Lasting only 60 minutes, Little Death Club understands that variety and pacing are tantamount in a show like this, giving us a little bit of everything in short succession. Beau Sargeant’s act is nearly unclassifiable – a piece of contemporary dance that transitions into contortionism and aerial work. It’s sensual, shocking, and ridiculously impressive. Myra Dubois instantly turns the tables with a comedy… ‘song’ that dials up the audience interaction to a fever pitch. A short comedy routine by Marcel Lucont fits in perfectly to the mayhem – his louche, wine-drinking demeanour swirling impeccably amidst the haze and low-lighting in the club. Fire-breather Kitty Bang Bang closes out the show with a (literally) explosive showcase of inhuman skill and spectacle that’s truly gasp-inducing.
What’s so liberating about this show, compared to similar acts on the Fringe, is its mature attitude towards sexuality. Dieter constantly reminds us that Little Death Club is about embracing and celebrating intimacy, loosening up and just taking pleasure in it rather than treating sex as the butt of a joke. Down the road at Atomic Saloon Show, people are whooping and hollering at the prospect of nudity, and laughing in schadenfreude at audience humiliation, but this is something different – something positive, affirming, and altogether more modern.
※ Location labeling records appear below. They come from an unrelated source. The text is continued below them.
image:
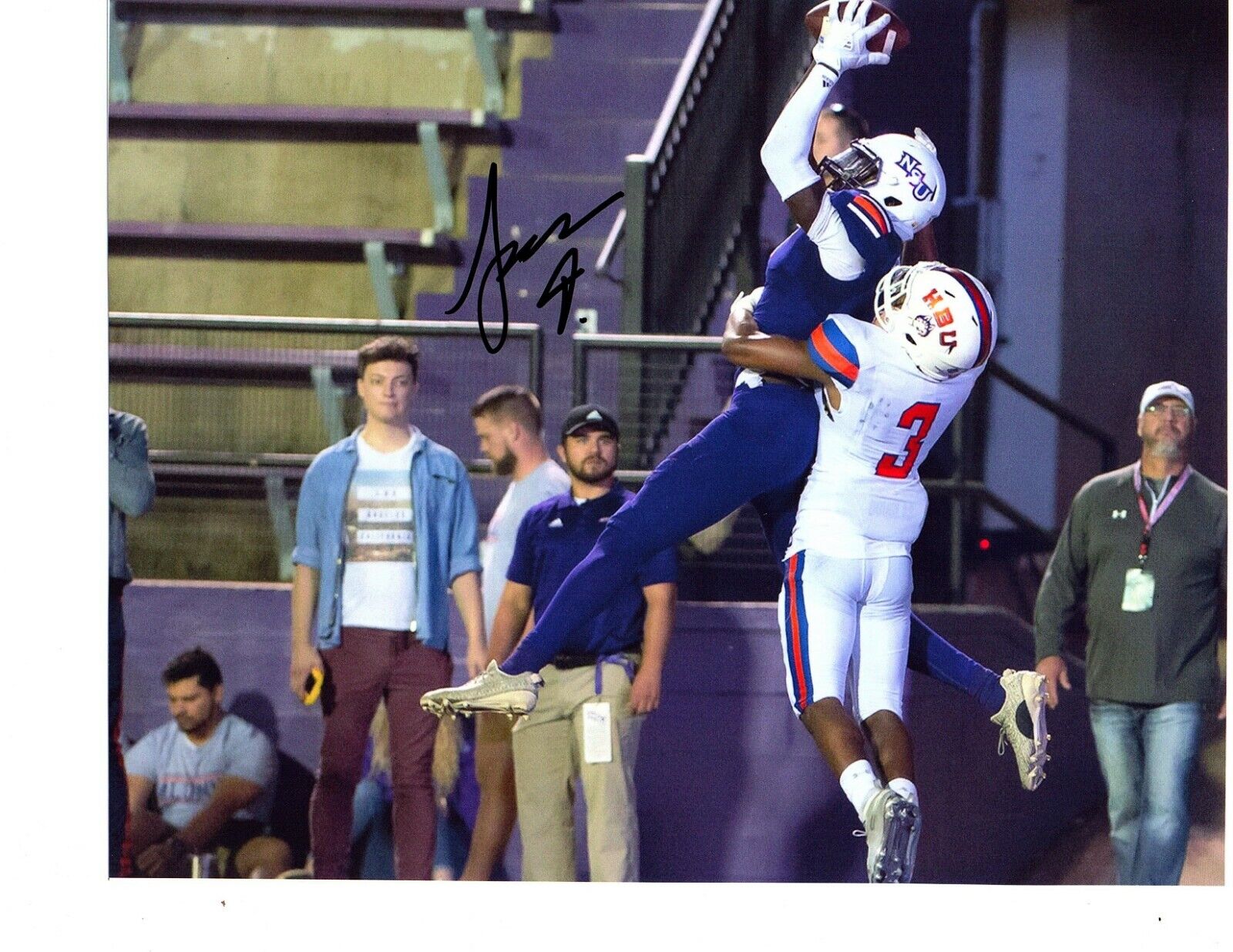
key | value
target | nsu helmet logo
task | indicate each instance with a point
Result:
(916, 173)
Despite relatively frequent audience interaction, this is a show where you feel completely safe to relax in your seat and just take in all the glorious mayhem. It never feels exploitative or in any way forced – in it’s own way, then, it’s some sort of cabaret revolution.
Interspersed with these acts, always present, is Bernie Dieter. Whether she’s singing, backed by her incredible live band, or performing bitingly funny, pitch-black stand-up, she’s the spectacular glue that holds this show together. It feels completely natural, anarchic, totally spur-of-the moment and utterly electric.
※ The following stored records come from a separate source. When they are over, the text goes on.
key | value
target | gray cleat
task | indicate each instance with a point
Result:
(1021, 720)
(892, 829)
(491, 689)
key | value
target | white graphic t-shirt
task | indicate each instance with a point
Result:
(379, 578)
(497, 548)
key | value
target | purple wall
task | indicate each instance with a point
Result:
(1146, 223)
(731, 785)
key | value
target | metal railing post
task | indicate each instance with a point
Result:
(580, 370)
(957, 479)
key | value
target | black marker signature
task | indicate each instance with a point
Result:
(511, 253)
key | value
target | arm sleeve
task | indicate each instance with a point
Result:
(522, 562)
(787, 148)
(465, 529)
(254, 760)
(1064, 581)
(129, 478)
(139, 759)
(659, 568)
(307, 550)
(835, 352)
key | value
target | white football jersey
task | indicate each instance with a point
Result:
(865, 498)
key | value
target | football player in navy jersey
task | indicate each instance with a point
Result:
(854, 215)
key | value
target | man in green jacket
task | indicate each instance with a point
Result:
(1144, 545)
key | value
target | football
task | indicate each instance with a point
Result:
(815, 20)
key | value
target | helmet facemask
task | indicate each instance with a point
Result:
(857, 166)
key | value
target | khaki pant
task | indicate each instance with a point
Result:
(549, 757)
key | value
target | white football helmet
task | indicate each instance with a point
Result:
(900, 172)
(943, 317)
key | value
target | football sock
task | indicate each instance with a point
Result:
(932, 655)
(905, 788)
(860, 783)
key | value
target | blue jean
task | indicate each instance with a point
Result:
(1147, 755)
Although the show doesn’t attempt to weave overarching narratives into its circus, Little Death Club is able to draw on vast reserves of emotion that it conjures seemingly from thin air. A late-in-the-game showstopper starring Beau Sargeant and Dieter has people actually tearing-up in the audience, before garnering a mammoth foot-stomping, ecstatic ovation. Similarly, Dieter’s concluding speech about celebrating diversity and liberation in an environment that’s becoming increasingly hostile towards difference is something that could have felt trite or cheap. Instead, it’s a speech whose every word soars through your soul like the most powerful, roaring wind.
By the time we’re on our last legs, and Bernie begins the evening’s last, most melancholic song, dedicated to her grandmother, we’re completely enraptured. It’s a euphoric, concluding sing-along mired in the painful reality of life itself – a song that hurts, but which we emerge from reborn. We stagger out into the warm evening a little happier, a little more uninhibited, and a little stronger in our convictions. Little Death Club is an ecstatic celebration of difference; of creativity; of risk taking in a world which constantly tells us to play it safe. It’s what the Fringe is all about, and I fucking loved every second of it.